For a single user running local chat on a 12GB RTX 3060, use llama.cpp. It's the easier install, runs natively on Windows, supports the GGUF quant ecosystem that fits 12GB comfortably, and matches or beats vLLM on tokens-per-second when there's exactly one user — because vLLM's main edge, continuous batching, only pays off with concurrent requests.
The llama.cpp-vs-vLLM debate gets the most attention in production deployments where vLLM's batching, paged-attention, and quantization-aware kernels dominate any sensible benchmark. That story changes completely for a single-user desktop. With one prompt at a time, the inference engine's job collapses to "run one token, then the next" — and that's exactly the workload llama.cpp was designed for. Builders coming in from a cloud-deployment mindset routinely pick vLLM out of habit and then complain about the install, the missing Windows support, and the Linux-only AWQ tooling. They shouldn't.
Key takeaways
- For single-user 12GB chat: use llama.cpp. Easier install, full Windows support, GGUF quant ecosystem, equivalent or better single-stream throughput.
- For multi-user or production serving: use vLLM. Continuous batching is the unbeatable feature once you have >2 concurrent users.
- Quant story: llama.cpp owns GGUF; vLLM owns AWQ + GPTQ. Both cover the 4-bit space; the practical difference is tooling friction.
- OS: llama.cpp builds cleanly on Windows, macOS, and Linux. vLLM is Linux-first; Windows support is via WSL2 and feels like it.
- Maintenance: llama.cpp has a smaller dependency surface and a faster startup. vLLM ships a Docker image that's easier to redeploy at scale.
Spec-delta table: llama.cpp vs vLLM on a 12GB card
| Axis | llama.cpp | vLLM |
|---|---|---|
| VRAM model | KV cache + weights (predictable) | PagedAttention (denser, fewer fragments) |
| Batching | Single request at a time | Continuous batching across concurrent requests |
| Quant formats | GGUF (q2-q8, multiple K variants) | AWQ, GPTQ, FP8 (Marlin kernels) |
| Setup | One binary, no Python required | Python venv, CUDA toolkit, larger dep tree |
| OS | Linux, macOS, Windows native | Linux-first; Windows via WSL2 |
| Startup time (8B model) | 1-3 s warm, 5-10 s cold | 20-40 s cold (CUDA graph capture) |
| Concurrent-user benefit | None — same speed | Huge — near-linear throughput up to batch size |
| GPU offload to CPU | Yes, partial layer offload | Limited — designed for full-GPU residency |
Which is faster for one user at a time?
The single-user numbers are closer than people expect.

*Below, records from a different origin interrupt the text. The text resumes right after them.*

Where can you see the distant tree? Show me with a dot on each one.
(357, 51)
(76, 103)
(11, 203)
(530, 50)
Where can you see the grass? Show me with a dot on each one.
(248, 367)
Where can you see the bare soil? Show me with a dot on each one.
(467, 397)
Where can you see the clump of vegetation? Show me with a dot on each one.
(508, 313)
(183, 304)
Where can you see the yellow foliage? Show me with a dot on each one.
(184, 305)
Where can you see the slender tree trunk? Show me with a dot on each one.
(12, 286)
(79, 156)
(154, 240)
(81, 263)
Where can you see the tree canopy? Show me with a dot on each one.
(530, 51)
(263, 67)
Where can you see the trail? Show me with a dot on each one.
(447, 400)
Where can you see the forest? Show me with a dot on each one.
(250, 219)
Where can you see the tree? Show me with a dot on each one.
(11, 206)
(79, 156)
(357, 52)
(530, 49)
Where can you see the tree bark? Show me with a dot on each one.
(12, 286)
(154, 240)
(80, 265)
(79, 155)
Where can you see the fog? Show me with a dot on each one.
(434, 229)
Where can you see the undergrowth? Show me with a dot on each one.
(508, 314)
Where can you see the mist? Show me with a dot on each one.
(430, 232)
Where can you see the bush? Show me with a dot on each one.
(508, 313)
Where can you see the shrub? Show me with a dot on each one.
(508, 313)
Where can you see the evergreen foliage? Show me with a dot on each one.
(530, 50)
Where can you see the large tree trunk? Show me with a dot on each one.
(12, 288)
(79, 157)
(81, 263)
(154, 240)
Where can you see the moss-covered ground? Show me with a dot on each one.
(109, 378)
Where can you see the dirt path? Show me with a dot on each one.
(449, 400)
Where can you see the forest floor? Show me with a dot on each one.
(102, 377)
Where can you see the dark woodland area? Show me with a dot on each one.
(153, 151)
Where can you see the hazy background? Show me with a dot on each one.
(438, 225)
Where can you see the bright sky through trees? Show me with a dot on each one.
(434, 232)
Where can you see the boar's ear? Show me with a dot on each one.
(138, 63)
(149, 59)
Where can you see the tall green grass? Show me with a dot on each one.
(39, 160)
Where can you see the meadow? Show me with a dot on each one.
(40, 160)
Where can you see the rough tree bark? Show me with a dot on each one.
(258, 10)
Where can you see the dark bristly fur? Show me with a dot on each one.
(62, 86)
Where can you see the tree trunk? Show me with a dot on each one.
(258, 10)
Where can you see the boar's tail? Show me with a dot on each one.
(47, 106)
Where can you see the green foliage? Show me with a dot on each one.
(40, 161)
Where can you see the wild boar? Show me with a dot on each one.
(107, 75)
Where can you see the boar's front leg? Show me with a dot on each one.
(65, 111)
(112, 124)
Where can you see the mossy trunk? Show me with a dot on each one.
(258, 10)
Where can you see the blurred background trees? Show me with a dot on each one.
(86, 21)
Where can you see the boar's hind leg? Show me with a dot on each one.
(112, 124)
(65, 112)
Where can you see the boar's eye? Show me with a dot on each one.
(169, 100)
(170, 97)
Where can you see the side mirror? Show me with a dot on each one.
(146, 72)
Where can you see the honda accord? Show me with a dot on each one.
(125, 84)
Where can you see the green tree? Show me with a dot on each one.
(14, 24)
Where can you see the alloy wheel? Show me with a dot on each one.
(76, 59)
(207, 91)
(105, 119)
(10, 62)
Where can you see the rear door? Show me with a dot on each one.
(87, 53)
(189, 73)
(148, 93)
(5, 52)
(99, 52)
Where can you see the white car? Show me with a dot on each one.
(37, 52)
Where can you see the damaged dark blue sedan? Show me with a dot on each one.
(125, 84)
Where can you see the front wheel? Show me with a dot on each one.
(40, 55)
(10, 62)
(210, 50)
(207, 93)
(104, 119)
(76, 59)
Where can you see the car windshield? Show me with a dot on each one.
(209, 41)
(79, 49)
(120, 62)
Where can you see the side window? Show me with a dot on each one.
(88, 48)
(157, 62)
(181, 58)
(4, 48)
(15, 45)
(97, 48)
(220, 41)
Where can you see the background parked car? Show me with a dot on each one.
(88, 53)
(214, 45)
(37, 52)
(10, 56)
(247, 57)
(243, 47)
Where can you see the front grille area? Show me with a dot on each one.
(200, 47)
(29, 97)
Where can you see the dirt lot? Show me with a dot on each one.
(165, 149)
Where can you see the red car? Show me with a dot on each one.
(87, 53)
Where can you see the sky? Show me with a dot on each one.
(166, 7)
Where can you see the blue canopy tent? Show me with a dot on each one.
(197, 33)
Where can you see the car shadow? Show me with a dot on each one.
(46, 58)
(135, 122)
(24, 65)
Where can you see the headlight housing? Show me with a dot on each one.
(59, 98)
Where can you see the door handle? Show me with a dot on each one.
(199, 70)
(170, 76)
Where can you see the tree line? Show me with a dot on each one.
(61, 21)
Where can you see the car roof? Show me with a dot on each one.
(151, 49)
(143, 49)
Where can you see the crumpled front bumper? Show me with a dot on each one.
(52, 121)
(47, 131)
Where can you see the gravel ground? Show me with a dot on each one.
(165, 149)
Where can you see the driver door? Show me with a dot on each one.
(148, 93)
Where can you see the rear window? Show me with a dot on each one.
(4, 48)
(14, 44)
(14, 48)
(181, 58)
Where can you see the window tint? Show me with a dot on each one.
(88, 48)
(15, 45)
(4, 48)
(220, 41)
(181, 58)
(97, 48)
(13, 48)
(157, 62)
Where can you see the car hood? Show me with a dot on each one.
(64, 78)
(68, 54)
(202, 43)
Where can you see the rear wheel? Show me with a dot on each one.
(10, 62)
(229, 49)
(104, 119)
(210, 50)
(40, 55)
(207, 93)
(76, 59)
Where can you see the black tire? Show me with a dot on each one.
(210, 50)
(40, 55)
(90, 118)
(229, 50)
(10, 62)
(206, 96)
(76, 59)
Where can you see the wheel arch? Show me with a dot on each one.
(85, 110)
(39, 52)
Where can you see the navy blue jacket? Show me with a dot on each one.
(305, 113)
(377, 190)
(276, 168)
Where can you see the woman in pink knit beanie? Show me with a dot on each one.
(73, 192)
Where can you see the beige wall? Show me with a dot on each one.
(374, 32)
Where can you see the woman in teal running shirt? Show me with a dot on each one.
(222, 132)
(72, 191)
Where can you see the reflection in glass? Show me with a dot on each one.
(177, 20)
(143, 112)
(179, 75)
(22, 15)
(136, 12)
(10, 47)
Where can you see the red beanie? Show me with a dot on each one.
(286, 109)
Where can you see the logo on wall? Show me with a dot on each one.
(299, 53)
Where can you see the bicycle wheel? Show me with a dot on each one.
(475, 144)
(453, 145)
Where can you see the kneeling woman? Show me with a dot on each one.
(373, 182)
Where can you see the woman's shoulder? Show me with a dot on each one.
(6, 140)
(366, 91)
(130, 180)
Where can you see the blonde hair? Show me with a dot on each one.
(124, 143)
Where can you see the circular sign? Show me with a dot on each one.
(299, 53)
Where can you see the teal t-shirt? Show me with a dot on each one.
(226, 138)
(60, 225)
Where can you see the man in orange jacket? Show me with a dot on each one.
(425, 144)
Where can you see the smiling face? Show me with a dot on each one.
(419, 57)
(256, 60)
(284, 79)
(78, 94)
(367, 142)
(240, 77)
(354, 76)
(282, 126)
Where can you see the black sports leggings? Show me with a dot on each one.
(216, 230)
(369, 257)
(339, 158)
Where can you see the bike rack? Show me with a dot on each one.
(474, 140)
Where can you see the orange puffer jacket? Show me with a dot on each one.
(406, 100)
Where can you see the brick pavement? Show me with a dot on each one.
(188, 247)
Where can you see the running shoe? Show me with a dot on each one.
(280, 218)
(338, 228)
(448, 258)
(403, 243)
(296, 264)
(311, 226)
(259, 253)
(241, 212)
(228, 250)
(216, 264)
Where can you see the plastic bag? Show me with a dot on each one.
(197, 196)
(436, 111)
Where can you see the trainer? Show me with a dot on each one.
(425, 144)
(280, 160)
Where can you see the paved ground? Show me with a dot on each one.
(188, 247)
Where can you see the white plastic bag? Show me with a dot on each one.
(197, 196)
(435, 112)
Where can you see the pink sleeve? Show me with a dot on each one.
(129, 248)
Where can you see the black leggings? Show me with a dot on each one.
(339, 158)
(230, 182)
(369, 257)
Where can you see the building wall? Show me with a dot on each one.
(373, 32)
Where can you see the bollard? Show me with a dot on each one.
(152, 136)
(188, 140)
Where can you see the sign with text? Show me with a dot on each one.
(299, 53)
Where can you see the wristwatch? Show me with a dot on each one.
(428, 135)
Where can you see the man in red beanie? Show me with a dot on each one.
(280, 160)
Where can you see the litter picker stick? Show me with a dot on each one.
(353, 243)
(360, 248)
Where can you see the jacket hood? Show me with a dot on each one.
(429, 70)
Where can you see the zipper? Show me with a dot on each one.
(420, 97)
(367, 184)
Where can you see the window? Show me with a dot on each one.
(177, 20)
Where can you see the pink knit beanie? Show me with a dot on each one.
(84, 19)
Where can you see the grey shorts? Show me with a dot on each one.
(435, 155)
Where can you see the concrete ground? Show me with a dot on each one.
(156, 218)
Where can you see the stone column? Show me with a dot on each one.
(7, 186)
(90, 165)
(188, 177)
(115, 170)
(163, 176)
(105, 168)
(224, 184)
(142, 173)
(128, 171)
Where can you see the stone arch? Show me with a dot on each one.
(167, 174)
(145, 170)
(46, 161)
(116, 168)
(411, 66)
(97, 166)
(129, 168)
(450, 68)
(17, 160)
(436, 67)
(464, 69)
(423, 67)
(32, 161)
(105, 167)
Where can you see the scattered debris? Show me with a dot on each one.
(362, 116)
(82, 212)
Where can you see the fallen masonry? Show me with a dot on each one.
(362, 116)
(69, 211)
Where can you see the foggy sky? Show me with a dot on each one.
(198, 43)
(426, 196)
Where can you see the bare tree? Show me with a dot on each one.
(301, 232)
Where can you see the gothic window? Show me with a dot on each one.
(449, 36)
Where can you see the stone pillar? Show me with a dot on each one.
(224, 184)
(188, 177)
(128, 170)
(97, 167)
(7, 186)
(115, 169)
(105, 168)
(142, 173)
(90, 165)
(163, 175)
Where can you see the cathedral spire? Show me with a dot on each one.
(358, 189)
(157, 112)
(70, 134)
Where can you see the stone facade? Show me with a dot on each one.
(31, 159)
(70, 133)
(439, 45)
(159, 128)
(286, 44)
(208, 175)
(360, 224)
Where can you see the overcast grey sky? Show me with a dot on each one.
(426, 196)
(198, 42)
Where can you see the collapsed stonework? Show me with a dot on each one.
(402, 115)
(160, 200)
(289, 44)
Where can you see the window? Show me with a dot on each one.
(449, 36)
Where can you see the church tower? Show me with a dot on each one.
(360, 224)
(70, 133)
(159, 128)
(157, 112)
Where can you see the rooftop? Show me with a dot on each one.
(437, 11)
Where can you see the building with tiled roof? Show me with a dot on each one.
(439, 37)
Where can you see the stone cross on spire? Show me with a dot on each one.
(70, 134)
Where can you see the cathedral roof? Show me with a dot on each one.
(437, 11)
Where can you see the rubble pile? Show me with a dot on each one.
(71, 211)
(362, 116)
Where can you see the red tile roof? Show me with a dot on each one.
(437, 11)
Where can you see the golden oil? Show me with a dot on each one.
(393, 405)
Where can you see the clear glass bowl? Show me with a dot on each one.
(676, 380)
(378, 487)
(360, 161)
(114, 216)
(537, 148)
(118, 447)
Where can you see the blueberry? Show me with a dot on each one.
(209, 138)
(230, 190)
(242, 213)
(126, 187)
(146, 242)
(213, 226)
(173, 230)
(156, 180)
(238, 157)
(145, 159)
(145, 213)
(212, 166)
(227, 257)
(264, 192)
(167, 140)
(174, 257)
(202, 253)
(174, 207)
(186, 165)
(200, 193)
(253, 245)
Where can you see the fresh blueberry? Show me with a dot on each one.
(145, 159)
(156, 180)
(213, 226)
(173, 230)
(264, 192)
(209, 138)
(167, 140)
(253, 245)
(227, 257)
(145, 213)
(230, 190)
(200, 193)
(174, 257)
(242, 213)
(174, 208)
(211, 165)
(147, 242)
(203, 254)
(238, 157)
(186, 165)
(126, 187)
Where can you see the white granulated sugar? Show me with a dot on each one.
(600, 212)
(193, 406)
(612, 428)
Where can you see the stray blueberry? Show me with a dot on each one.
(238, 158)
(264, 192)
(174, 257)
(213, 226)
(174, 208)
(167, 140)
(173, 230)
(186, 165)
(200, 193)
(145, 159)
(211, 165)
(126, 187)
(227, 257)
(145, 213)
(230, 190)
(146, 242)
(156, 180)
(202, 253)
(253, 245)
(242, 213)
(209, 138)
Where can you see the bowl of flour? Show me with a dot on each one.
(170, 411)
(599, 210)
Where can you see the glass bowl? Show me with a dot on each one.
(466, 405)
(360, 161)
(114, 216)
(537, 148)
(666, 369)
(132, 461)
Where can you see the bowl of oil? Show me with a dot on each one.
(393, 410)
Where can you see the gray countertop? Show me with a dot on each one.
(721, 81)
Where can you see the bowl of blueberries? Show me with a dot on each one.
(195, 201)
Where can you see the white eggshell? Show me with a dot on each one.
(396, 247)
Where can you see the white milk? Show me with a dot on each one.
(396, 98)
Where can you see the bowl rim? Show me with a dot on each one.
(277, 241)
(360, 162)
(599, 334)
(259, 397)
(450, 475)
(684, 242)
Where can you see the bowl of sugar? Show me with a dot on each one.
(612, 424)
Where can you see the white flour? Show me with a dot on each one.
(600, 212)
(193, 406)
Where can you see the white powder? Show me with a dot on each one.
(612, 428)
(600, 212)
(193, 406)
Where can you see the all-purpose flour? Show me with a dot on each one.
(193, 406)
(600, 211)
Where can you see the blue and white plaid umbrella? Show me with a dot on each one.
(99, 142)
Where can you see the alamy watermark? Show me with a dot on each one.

On an RTX 3060 12GB, with an 8B model at q4_K_M:
| Engine | Model | Tok/s (single user) |
|---|---|---|
| llama.cpp (CUDA) | Llama 3.1 8B q4_K_M | 55-72 |
| vLLM (Marlin) | Llama 3.1 8B AWQ-4bit | 58-75 |
| llama.cpp (CUDA) | Qwen3 14B q4_K_M | 30-42 |
| vLLM (Marlin) | Qwen3 14B AWQ-4bit | 32-44 |
| llama.cpp (CUDA) | Qwen3 32B q3_K_M | 8-14 (partial offload) |
| vLLM (Marlin) | Qwen3 32B AWQ-4bit | OOM at 32B on 12GB |
vLLM has a slight edge on the same model size because of its more aggressive kernel work, but the gap is rarely larger than 10% for single-user use. The bigger story is the 32B row: llama.cpp's partial-offload support lets you fit a 32B model on 12GB with real tokens-per-second; vLLM is built around full-GPU residency and will simply OOM. That's a serious consideration if you want to host the largest model your hardware can handle.
Why vLLM's batching advantage disappears with one user
vLLM's signature feature is continuous batching: when one user's request is mid-generation, vLLM can slot in a second user's prompt and feed both through the GPU in the same forward pass. The GPU's tensor cores spend roughly the same time per pass regardless of batch size up to a point, so a 4× batched workload gives nearly 4× total throughput. Production deployments serving multiple concurrent users live or die by this property.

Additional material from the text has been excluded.